I am making a program that will extract the data from http://www.gujarat.ngosindia.com/
I wrote the following code :
def split_line(text):
words = text.split()
i = 0
details = ''
while ((words[i] !='Contact')) and (i<len(words)):
i=i+1
if(words[i] == 'Contact:'):
break
while ((words[i] !='Purpose')) and (i<len(words)):
if (words[i] == 'Purpose:'):
break
details = details+words[i]+' '
i=i+1
print(details)
def get_ngo_detail(ngo_url):
html=urlopen(ngo_url).read()
soup = BeautifulSoup(html)
table = soup.find('table', {'class': 'border3'})

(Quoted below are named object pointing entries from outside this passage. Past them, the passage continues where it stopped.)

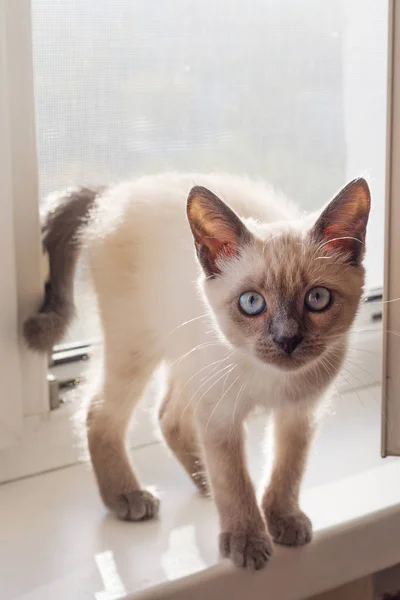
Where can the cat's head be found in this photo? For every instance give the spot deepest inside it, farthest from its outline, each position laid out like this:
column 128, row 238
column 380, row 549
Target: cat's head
column 283, row 293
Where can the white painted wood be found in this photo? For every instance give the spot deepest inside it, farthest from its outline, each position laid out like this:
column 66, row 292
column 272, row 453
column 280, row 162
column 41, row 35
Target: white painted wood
column 55, row 530
column 10, row 374
column 391, row 356
column 18, row 90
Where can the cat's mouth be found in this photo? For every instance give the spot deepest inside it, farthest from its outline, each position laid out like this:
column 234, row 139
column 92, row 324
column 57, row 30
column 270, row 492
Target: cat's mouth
column 301, row 357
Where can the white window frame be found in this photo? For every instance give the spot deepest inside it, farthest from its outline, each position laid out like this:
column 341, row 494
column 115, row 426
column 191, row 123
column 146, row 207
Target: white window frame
column 391, row 312
column 33, row 438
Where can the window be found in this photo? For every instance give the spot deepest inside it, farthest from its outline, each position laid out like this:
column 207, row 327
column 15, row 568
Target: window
column 292, row 92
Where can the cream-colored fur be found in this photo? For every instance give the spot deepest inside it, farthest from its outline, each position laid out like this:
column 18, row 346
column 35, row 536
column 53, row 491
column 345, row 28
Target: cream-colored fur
column 156, row 305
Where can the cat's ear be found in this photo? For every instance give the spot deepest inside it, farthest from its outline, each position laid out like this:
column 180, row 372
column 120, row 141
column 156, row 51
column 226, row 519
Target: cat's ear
column 342, row 225
column 217, row 230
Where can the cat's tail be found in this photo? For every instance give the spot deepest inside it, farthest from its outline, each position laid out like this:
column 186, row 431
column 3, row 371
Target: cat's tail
column 65, row 216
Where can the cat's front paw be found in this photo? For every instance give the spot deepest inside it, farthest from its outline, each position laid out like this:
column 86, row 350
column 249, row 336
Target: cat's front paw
column 138, row 505
column 294, row 529
column 246, row 550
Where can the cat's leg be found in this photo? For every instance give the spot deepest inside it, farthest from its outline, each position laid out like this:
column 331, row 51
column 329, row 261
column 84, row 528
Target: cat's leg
column 107, row 421
column 293, row 433
column 181, row 436
column 244, row 537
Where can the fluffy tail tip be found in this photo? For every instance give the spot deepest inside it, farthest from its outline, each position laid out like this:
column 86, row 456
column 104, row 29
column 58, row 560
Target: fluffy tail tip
column 43, row 330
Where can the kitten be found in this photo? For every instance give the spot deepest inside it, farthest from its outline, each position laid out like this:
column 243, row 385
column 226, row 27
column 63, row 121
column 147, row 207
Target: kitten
column 259, row 319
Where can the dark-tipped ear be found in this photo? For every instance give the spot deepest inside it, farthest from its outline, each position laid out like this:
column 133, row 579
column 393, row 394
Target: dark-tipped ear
column 217, row 230
column 342, row 225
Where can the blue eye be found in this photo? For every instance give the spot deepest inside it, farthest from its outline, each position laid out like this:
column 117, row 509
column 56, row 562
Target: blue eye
column 252, row 303
column 318, row 299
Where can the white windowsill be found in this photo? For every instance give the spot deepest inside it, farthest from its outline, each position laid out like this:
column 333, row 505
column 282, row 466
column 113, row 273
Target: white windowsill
column 59, row 542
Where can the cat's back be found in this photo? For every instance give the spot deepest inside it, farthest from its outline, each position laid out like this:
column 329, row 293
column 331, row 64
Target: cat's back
column 159, row 201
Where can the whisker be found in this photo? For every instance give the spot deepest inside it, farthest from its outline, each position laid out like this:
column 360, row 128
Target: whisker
column 205, row 383
column 199, row 347
column 189, row 380
column 185, row 323
column 211, row 386
column 218, row 403
column 236, row 405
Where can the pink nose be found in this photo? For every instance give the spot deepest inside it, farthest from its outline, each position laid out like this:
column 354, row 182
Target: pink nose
column 288, row 344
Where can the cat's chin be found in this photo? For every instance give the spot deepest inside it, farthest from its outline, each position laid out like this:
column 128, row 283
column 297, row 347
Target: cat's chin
column 288, row 363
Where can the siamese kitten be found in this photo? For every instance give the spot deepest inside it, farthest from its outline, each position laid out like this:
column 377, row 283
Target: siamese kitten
column 247, row 303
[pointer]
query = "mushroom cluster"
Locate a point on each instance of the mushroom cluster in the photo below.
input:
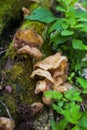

td = soup.find('td', {'class': 'border'})
split_line(td.text)
def get_ngo_names(gujrat_url):
html = urlopen(gujrat_url).read()
soup = BeautifulSoup(html)
for link in soup.findAll('div',{'id':'mainbox'}):
for text in link.find_all('a'):
print(text.get_text())
ngo_link = 'http://www.gujarat.ngosindia.com/'+text.get('href')
get_ngo_detail(ngo_link)
#NGO_name = text2.get_text())
a = get_ngo_names(BASE_URL)
print a
But when i run this script i only get the name of NGOs and contact person. I want Email, telephone number, website, purpose and contact person.
-
as a first step towards finding a solution, try throwing in a couple of print() to verify that the data is correct/what you expect in all instances...Fredrik Pihl– Fredrik Pihl2014年01月28日 11:36:19 +00:00Commented Jan 28, 2014 at 11:36
-
Or use pdb to step into the code.Dmitriy Khaykin– Dmitriy Khaykin2014年01月28日 15:21:42 +00:00Commented Jan 28, 2014 at 15:21
2 Answers 2
Your split_line could be improved. Imagine you have this text:
s = """Add: 3rd Floor Khemha House
Drive in Road, Opp Drive in Cinema
Ahmedabad - 380 054
Gujarat
Tel: 91-79-7457611 , 79-7450378
Email: [email protected]
Website: http://www.aavishkaar.org
Contact: Angha Mitra
Purpose: Economics and Finance, Micro-enterprises
Aim/Objective/Mission: To provide timely financing, management support and professional expertise ..."""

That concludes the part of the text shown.